Was Terry Williams’ constitutional right to the effective assistance of counsel violated? Was the judgment of the Virginia Supreme Court refusing to set aside Williams’ death sentence “contrary to, or involved an unreasonable application of, clearly established Federal law, as determined by the Supreme Court of the United States?”
Media for Williams v. Taylor
Audio Transcription for Opinion Announcement – April 18, 2000 in Williams v. Taylor
William H. Rehnquist:
The second Williams against Taylor will be announced Justice Stevens.
John Paul Stevens:
This case also comes to us from the United States Court of Appeals for the Fourth Circuit.
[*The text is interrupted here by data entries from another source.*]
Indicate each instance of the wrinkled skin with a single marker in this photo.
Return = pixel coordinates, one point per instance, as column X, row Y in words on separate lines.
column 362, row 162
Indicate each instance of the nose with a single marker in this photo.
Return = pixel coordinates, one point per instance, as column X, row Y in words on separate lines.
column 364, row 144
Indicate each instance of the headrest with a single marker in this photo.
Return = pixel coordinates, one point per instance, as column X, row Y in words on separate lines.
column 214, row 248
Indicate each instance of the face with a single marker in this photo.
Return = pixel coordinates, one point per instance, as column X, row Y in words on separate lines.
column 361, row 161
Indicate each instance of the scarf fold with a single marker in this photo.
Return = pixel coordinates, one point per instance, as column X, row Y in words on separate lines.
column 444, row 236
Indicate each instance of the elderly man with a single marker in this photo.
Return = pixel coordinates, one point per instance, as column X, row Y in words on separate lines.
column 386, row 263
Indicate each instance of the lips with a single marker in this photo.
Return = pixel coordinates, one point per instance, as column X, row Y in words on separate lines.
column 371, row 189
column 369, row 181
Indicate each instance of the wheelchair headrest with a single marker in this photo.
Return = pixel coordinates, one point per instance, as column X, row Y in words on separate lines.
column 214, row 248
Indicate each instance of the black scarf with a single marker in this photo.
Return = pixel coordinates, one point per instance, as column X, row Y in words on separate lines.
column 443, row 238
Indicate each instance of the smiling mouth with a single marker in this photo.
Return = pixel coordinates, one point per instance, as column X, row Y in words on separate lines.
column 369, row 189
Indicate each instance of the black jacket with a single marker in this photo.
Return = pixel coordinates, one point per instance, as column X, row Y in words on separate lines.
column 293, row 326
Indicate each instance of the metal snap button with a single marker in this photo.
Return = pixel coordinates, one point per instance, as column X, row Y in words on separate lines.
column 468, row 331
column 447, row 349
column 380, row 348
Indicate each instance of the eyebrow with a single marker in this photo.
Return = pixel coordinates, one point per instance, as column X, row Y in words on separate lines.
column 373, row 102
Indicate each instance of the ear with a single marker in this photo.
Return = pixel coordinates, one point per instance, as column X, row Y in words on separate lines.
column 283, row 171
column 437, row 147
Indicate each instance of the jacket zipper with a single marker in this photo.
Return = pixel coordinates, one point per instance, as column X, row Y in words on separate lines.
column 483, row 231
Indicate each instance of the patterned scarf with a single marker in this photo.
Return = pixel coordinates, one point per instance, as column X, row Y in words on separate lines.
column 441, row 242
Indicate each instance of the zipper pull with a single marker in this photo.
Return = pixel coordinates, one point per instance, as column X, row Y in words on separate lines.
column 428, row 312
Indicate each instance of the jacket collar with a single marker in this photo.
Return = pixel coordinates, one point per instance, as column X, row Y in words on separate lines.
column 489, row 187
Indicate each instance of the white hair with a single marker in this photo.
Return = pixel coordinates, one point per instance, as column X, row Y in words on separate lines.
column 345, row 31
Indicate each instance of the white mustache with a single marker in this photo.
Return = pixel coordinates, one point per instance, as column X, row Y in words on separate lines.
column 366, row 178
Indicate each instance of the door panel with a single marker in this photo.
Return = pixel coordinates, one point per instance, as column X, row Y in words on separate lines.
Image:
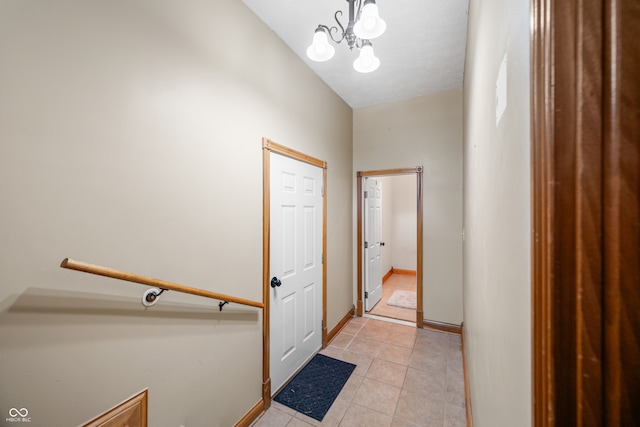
column 296, row 260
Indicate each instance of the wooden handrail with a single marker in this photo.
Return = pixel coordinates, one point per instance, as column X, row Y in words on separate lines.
column 115, row 274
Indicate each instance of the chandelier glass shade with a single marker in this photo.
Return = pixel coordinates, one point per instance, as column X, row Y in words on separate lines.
column 364, row 25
After a jury trial, the petitioner Terry Williams was convicted of capital murder and sentenced to death.
The Virginia Supreme Court affirmed the conviction and sentence.
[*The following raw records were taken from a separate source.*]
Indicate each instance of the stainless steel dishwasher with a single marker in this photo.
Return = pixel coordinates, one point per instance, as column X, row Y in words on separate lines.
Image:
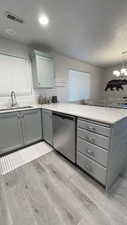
column 64, row 135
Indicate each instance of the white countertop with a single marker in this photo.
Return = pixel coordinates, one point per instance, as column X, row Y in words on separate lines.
column 100, row 114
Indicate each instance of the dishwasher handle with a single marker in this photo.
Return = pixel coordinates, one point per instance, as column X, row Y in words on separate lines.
column 64, row 116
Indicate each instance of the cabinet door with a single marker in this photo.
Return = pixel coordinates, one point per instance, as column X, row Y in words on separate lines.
column 10, row 132
column 31, row 124
column 47, row 126
column 45, row 71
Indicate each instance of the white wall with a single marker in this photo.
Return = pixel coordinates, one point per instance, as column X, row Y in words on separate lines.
column 62, row 66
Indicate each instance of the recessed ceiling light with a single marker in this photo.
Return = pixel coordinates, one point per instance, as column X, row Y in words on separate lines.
column 43, row 20
column 10, row 31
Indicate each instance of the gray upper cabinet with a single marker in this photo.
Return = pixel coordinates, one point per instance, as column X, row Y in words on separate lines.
column 10, row 132
column 31, row 125
column 43, row 70
column 47, row 126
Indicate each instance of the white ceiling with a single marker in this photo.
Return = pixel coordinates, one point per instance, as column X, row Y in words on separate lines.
column 90, row 30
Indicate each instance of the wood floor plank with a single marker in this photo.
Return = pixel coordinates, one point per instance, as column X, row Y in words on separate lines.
column 5, row 215
column 18, row 204
column 63, row 207
column 52, row 191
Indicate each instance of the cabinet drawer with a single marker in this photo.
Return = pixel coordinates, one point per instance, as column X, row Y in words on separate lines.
column 92, row 151
column 93, row 138
column 96, row 128
column 91, row 167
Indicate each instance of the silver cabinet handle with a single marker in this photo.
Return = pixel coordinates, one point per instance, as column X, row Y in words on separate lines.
column 88, row 167
column 18, row 115
column 90, row 152
column 91, row 140
column 91, row 128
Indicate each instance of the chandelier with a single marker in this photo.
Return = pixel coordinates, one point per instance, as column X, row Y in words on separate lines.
column 123, row 71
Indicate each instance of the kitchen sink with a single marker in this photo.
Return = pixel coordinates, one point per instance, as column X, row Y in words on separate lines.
column 14, row 108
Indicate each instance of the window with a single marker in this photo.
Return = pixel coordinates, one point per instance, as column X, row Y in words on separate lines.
column 14, row 75
column 79, row 85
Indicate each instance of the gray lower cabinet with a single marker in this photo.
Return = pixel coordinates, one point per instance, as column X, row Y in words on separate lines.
column 10, row 132
column 18, row 129
column 47, row 126
column 102, row 149
column 31, row 125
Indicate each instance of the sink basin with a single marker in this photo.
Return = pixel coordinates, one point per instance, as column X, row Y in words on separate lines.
column 18, row 107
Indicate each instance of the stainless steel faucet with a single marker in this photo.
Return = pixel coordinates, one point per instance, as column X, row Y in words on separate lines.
column 13, row 99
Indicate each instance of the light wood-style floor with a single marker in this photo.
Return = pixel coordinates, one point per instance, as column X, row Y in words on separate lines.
column 51, row 191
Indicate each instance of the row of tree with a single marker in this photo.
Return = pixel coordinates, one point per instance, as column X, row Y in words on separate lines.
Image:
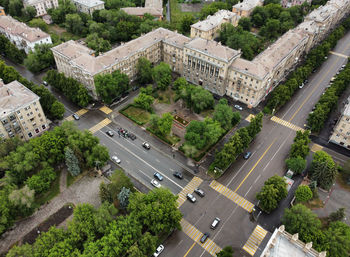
column 314, row 59
column 328, row 100
column 29, row 167
column 237, row 144
column 333, row 237
column 101, row 232
column 70, row 87
column 53, row 109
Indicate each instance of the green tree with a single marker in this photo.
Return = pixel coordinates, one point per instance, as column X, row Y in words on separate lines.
column 72, row 162
column 225, row 252
column 110, row 86
column 303, row 193
column 296, row 165
column 161, row 74
column 144, row 71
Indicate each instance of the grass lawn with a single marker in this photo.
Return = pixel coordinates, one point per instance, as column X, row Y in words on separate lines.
column 138, row 115
column 51, row 193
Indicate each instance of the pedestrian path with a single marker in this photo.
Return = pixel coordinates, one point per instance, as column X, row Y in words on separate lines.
column 196, row 235
column 189, row 188
column 100, row 125
column 286, row 124
column 316, row 147
column 236, row 198
column 105, row 109
column 255, row 240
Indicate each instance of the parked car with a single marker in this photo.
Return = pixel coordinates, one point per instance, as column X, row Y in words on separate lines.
column 178, row 174
column 199, row 192
column 146, row 145
column 238, row 107
column 159, row 250
column 215, row 223
column 76, row 116
column 115, row 159
column 110, row 133
column 204, row 237
column 247, row 155
column 191, row 198
column 158, row 176
column 155, row 183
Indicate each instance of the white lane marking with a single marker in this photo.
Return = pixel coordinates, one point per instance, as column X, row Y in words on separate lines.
column 141, row 159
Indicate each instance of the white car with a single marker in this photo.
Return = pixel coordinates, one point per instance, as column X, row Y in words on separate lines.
column 159, row 250
column 155, row 183
column 115, row 159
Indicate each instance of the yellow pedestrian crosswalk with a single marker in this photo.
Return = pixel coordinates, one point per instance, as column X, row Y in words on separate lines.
column 100, row 125
column 316, row 147
column 189, row 188
column 286, row 124
column 105, row 109
column 196, row 235
column 255, row 240
column 236, row 198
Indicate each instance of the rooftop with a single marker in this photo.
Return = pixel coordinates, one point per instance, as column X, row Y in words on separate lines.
column 140, row 11
column 213, row 21
column 282, row 244
column 13, row 96
column 213, row 48
column 14, row 27
column 89, row 3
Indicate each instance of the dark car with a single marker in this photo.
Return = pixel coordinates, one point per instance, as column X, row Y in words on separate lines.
column 204, row 237
column 146, row 145
column 199, row 192
column 178, row 174
column 110, row 133
column 158, row 176
column 247, row 155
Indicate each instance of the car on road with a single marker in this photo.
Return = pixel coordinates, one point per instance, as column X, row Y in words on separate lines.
column 238, row 107
column 158, row 251
column 247, row 155
column 146, row 145
column 191, row 198
column 199, row 192
column 115, row 159
column 204, row 237
column 178, row 174
column 76, row 116
column 110, row 133
column 215, row 223
column 155, row 183
column 158, row 176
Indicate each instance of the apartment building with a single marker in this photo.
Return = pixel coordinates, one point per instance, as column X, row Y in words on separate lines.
column 208, row 28
column 341, row 133
column 23, row 36
column 2, row 11
column 290, row 3
column 41, row 6
column 141, row 11
column 20, row 112
column 89, row 6
column 245, row 8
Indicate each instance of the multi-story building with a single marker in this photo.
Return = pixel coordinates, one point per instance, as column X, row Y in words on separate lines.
column 341, row 132
column 20, row 112
column 23, row 36
column 208, row 28
column 281, row 243
column 41, row 6
column 2, row 11
column 245, row 8
column 290, row 3
column 89, row 6
column 141, row 11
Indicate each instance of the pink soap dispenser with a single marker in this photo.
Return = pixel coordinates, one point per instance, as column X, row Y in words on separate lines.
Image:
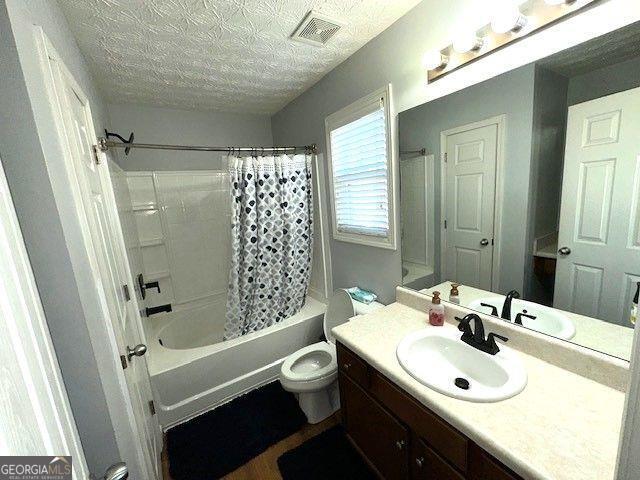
column 436, row 312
Williams then filed for collateral relief in State Court alleging that his trial counsel had been ineffective, primarily because they failed to present important mitigating evidence to the jury.
The Virginia trial judge who had imposed the death sentence concluded that a new sentencing hearing should be held because there was a reasonable probability that the result of the first trial would have been different if the mitigating evidence had been presented to the jury.
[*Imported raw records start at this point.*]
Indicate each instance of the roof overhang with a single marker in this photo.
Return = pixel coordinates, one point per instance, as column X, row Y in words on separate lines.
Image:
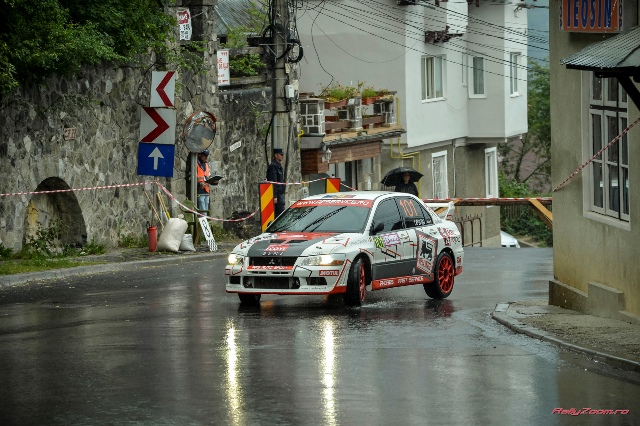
column 618, row 56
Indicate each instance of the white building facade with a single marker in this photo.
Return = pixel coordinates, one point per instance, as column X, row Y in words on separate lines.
column 460, row 77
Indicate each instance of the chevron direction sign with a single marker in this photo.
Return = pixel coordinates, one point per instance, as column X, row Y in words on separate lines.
column 163, row 87
column 155, row 159
column 158, row 125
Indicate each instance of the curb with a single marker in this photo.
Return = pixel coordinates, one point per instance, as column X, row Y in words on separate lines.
column 12, row 280
column 500, row 315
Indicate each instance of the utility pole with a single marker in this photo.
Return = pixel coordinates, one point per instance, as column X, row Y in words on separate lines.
column 281, row 119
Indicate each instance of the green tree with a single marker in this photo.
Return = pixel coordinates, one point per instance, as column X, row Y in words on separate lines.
column 59, row 37
column 251, row 64
column 538, row 140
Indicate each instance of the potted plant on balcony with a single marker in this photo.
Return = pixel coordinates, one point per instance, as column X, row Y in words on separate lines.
column 337, row 95
column 369, row 95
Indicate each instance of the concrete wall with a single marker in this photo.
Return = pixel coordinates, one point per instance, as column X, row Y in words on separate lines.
column 591, row 252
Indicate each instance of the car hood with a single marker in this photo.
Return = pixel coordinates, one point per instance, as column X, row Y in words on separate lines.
column 293, row 243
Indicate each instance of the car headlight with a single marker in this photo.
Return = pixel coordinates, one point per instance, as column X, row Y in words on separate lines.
column 324, row 260
column 235, row 259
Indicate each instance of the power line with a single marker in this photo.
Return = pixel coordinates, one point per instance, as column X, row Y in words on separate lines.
column 497, row 60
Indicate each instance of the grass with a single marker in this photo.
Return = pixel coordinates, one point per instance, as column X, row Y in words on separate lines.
column 23, row 266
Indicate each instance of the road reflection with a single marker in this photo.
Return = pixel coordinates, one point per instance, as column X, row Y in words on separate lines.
column 328, row 370
column 234, row 394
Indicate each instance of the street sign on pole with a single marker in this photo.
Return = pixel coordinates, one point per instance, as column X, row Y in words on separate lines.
column 224, row 76
column 155, row 159
column 158, row 125
column 163, row 87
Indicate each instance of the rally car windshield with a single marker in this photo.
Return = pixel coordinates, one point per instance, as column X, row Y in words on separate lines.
column 338, row 219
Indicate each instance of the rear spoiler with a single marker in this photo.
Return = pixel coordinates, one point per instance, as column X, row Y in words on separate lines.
column 444, row 210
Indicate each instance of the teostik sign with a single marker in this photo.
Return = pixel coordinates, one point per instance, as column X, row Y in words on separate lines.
column 155, row 159
column 163, row 85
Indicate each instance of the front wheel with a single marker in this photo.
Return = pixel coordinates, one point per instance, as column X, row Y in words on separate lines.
column 356, row 284
column 444, row 273
column 249, row 299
The Virginia Supreme Court disagree, it held that even if counsel’s performance were deficient, there was no fundamental unfairness in the sentencing proceedings.
Williams then filed a petition for a federal writ of habeas corpus.
Since the petition was filed after the enactment of the 1996 Antiterrorism and Effective Death Penalty Act which amended the habeas corpus statute, the District Court applied the amended version of section 2254(d).
The new 2254(d) bars Federal Courts from granting habeas relief unless the State Court judgment subject a challenge, “resulted in a decision that was contrary to, or involved in unreasonable application of clearly established federal law as determined by the Supreme Court of the United States.”
Relying on the standard that this Court stated in Strickland against Washington for determining whether counsel’s assistance is constitutionally ineffective, the Federal Trial Court found as had the Virginia Trial Court that counsel’s performance well below the reasonable standard required by the Constitution, and that counsel’s ineffectiveness had prejudiced the outcome of Williams’ sentencing.
The District Court concluded that the Virginia Supreme Court had incorrectly held that our decision in Lockhart against Fretwell modified the Strickland standard, and that the State Supreme Court had unreasonably found that the additional mitigating evidence barely would have altered the jury’s impression of Williams character.
The United States Court of Appeals for the Fourth Circuit reversed, holding that the new 2254(d) prohibited the ground of habeas relief unless the State Court decided the question by interpreting or applying the relevant precedent, in this case the standard for ineffective assistance of counsel.
In a manner that reasonable jurists would all agree is unreasonable.
Under that standard the Appeals Court found, it could not say that the Virginia Supreme Court’s decision an ineffective assistance of counsel was either contrary too or an unreasonable application of the standard developed in this Court’s Sixth Amendment case law.
In the decision filed with a Clerk today, we reverse the judgment of the Fourth Circuit and remand the case for further proceedings.
We hold that the Virginia Supreme Court’s decision denying Williams’ habeas relief was both contrary to and an unreasonable application of this Court’s clearly established federal law.
The court however is divided about the correct interpretation of the amended section 2254(d).
The controlling opinion on that issue has been filed by Justice O’Connor.
Her discussion of section 2254(d) is joined by the Chief Justice and justices Scalia, Kennedy and Thomas.
Despite our disagreement about the precise meaning of that section however the majority of the court concludes that under either standard the Virginia Supreme Court’s decision was erroneous and the emendate 2254(d) does not foreclose relief.
The opinion that I have filed has joined in its entirely by justices Souter, Ginsburg and Breyer, and in part by justices O’Connor and Kennedy.
Justice Kennedy joins all of Justice O’Connor’s opinion and the Chief Justice, Justice Scalia and Justice Thomas join her exposition of the meaning of Section 2254(d).
The Chief Justice has filed an opinion concurring in part and descending in part, in which Justices as Scalia and Thomas join.